お昼寝るのが大好きだ。考えたりしなくていいし、何よりもとても気持ちがいい。学校だって、そうだ。お昼と食べた後は死ぬほど眠たいし……。あまり好きではない授業の日は、一番前の席だというのにもかかわらず寝てしまったこともある。勿論、先生にそのあとは苦笑いされながら起こされたのだが……。その日は恥ずかしくて仕方がなかった。友達にも笑われてしまうし……。暖かい日差し。ゆっくりとした時が流れる休みの日は大好きだ。



今日はいつにも増してとても日差しが暖かくて絶好のお昼寝日和だ、と思う。欠伸を口の中で噛み殺してベッドではなく机に伏せて仮眠する体制に入る。ベッドに寝て酷い目にあうのはもう、沢山だ。少し、堅い椅子の下には柔らかなクッションをひいて準備は万端だ。すると、やはり彼氏である鬼道が咎める。「おい、そんなところで寝ると風邪引くぞ」眠たいせいで掠れた声になってしまったが返事をする「大丈夫だよぉ、暖かいし」空には大きな太陽が一つ顔を覗かせている。雲はまばらで太陽を隠さず暖かな陽を運んで、窓ガラス越しに熱を伝える。「……ふっ」勝手にしろ。といって小さく笑いながらあいつは部屋から出て行ってしまった。……眠たい。大きなあくびを一つ。一眠りしようかな。今日は咎める人も居ないし。

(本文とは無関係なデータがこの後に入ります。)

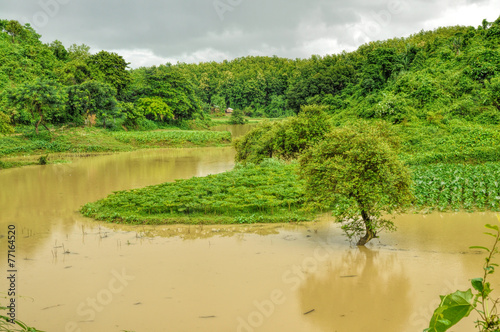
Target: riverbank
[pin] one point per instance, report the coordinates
(273, 192)
(27, 148)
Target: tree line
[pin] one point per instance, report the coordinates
(440, 75)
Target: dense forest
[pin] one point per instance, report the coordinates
(451, 73)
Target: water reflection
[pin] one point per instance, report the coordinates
(361, 290)
(39, 199)
(236, 130)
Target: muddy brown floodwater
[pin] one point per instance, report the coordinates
(77, 274)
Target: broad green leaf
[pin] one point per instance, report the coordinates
(477, 283)
(452, 309)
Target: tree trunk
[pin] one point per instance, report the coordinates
(370, 234)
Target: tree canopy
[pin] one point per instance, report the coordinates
(356, 172)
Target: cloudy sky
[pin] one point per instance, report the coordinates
(153, 32)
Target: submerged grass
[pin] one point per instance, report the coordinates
(270, 192)
(273, 192)
(97, 140)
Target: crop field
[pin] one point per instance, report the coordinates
(457, 186)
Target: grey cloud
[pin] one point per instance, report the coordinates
(179, 29)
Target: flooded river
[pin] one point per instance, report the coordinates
(76, 274)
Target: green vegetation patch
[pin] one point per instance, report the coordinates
(273, 192)
(457, 186)
(456, 142)
(267, 193)
(97, 140)
(178, 137)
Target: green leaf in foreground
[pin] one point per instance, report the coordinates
(452, 309)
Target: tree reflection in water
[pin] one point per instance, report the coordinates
(362, 290)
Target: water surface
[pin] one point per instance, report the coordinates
(76, 274)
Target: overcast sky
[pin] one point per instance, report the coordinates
(153, 32)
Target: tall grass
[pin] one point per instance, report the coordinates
(272, 192)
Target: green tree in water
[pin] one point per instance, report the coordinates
(43, 98)
(356, 172)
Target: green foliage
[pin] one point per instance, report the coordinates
(17, 326)
(43, 160)
(238, 117)
(5, 126)
(356, 173)
(109, 68)
(171, 85)
(270, 192)
(44, 99)
(294, 135)
(285, 139)
(454, 307)
(155, 109)
(91, 98)
(174, 138)
(455, 187)
(451, 310)
(256, 145)
(95, 140)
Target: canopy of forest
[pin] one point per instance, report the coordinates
(440, 75)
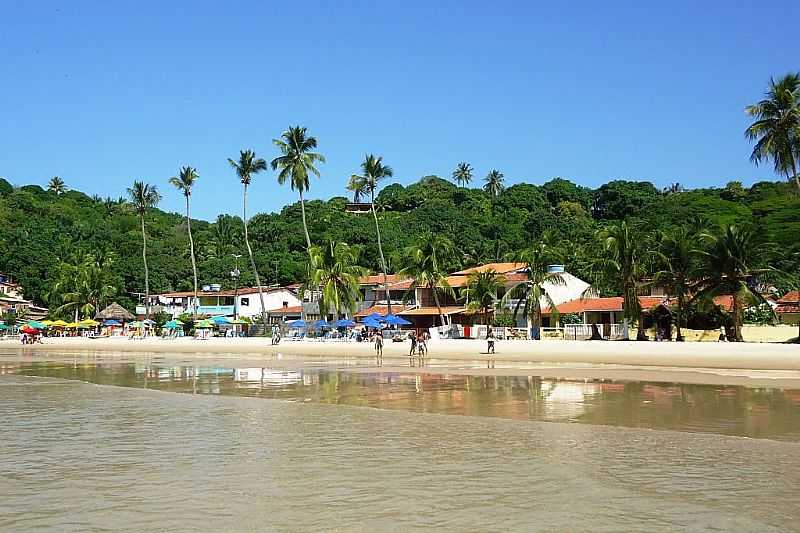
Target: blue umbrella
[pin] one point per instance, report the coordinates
(372, 323)
(395, 320)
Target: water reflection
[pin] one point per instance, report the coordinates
(729, 410)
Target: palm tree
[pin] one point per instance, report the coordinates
(529, 294)
(296, 163)
(335, 270)
(374, 171)
(482, 290)
(463, 174)
(57, 185)
(85, 287)
(247, 166)
(727, 266)
(623, 261)
(676, 259)
(143, 197)
(776, 129)
(184, 182)
(494, 184)
(358, 186)
(425, 263)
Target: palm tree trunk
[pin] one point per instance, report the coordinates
(438, 306)
(380, 251)
(305, 226)
(191, 251)
(146, 271)
(737, 319)
(253, 261)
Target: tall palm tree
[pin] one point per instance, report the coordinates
(482, 291)
(529, 294)
(494, 184)
(425, 263)
(358, 186)
(732, 258)
(184, 181)
(296, 162)
(143, 197)
(623, 261)
(676, 260)
(86, 287)
(463, 174)
(57, 185)
(374, 171)
(335, 270)
(776, 129)
(247, 166)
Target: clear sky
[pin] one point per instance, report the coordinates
(101, 92)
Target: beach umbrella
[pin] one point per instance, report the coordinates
(395, 320)
(372, 323)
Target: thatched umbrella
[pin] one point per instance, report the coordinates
(115, 312)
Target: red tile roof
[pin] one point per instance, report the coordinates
(292, 310)
(500, 268)
(377, 279)
(433, 311)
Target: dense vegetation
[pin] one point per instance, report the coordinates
(45, 232)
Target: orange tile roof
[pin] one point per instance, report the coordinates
(286, 310)
(500, 268)
(377, 279)
(433, 311)
(791, 297)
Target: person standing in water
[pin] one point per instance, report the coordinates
(490, 338)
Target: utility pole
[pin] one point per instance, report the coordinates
(235, 273)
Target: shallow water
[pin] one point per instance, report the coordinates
(75, 456)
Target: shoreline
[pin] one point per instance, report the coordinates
(752, 365)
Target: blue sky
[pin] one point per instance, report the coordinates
(101, 93)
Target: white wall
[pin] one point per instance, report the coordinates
(273, 299)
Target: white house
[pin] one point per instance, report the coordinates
(243, 302)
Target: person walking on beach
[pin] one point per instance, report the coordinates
(490, 338)
(378, 340)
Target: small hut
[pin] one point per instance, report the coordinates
(115, 312)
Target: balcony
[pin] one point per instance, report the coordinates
(215, 309)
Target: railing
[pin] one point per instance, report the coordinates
(584, 331)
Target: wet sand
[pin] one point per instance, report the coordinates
(753, 365)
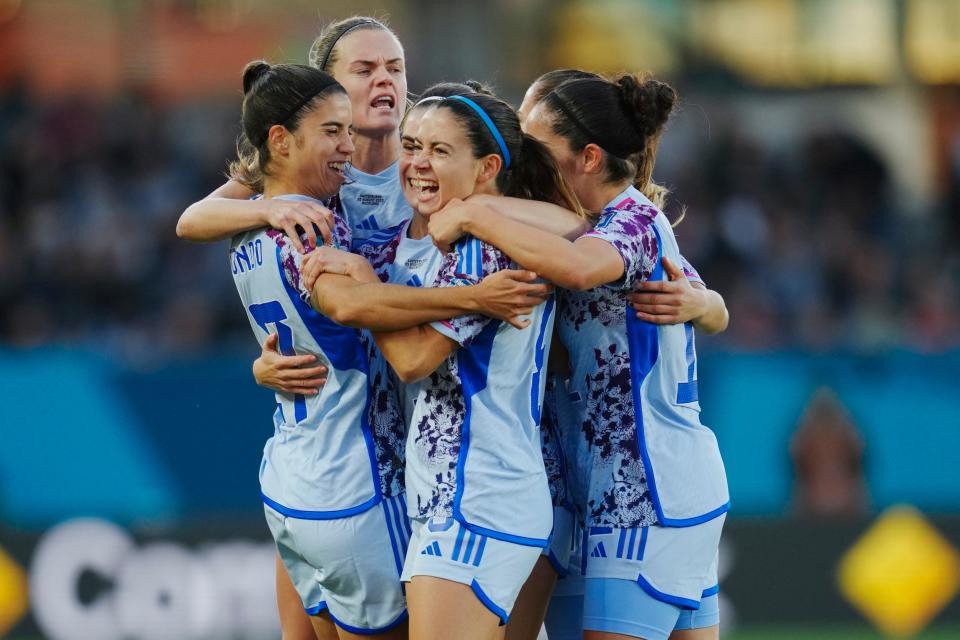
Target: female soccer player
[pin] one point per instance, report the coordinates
(481, 515)
(331, 477)
(653, 484)
(325, 470)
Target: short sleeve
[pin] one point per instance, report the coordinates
(290, 262)
(689, 272)
(630, 231)
(467, 264)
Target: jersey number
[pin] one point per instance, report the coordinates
(272, 313)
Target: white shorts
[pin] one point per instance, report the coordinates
(494, 569)
(675, 565)
(562, 541)
(348, 566)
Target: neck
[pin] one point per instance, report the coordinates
(418, 227)
(279, 186)
(597, 198)
(376, 153)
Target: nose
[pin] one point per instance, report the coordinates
(381, 75)
(346, 144)
(420, 159)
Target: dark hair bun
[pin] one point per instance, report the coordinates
(478, 87)
(649, 103)
(253, 72)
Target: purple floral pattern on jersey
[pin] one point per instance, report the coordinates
(291, 259)
(593, 326)
(437, 440)
(386, 420)
(622, 497)
(630, 230)
(550, 443)
(442, 406)
(381, 255)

目が覚めた時には、辺りは少し暗くなっていた。当たり前だが鬼道の姿はない。……何も言わずに帰っちゃったのか、と少しだけ寂しくなったが最初に鬼道を放って、お昼寝モードに入ってしまったのは私だから文句はいえない。茜色の窓辺に目を細めた。今が何時なのか。ただ、外から聞こえてくるカラスの鳴き声に耳を傾けることで、恐らくは子供が帰る時間なんだ、と予測できた。それからすぐに、見慣れた鬼道のマントがかかっていたのに気がついた。いつも羽織っている人だろうとすぐにわかった。「……鬼道……」直接、何も言ってこないけれどやはりなんだかんだで彼は優しい照れ屋さんだと思う。ギュとそれを抱きしめると、やっぱり鬼道の匂いがした。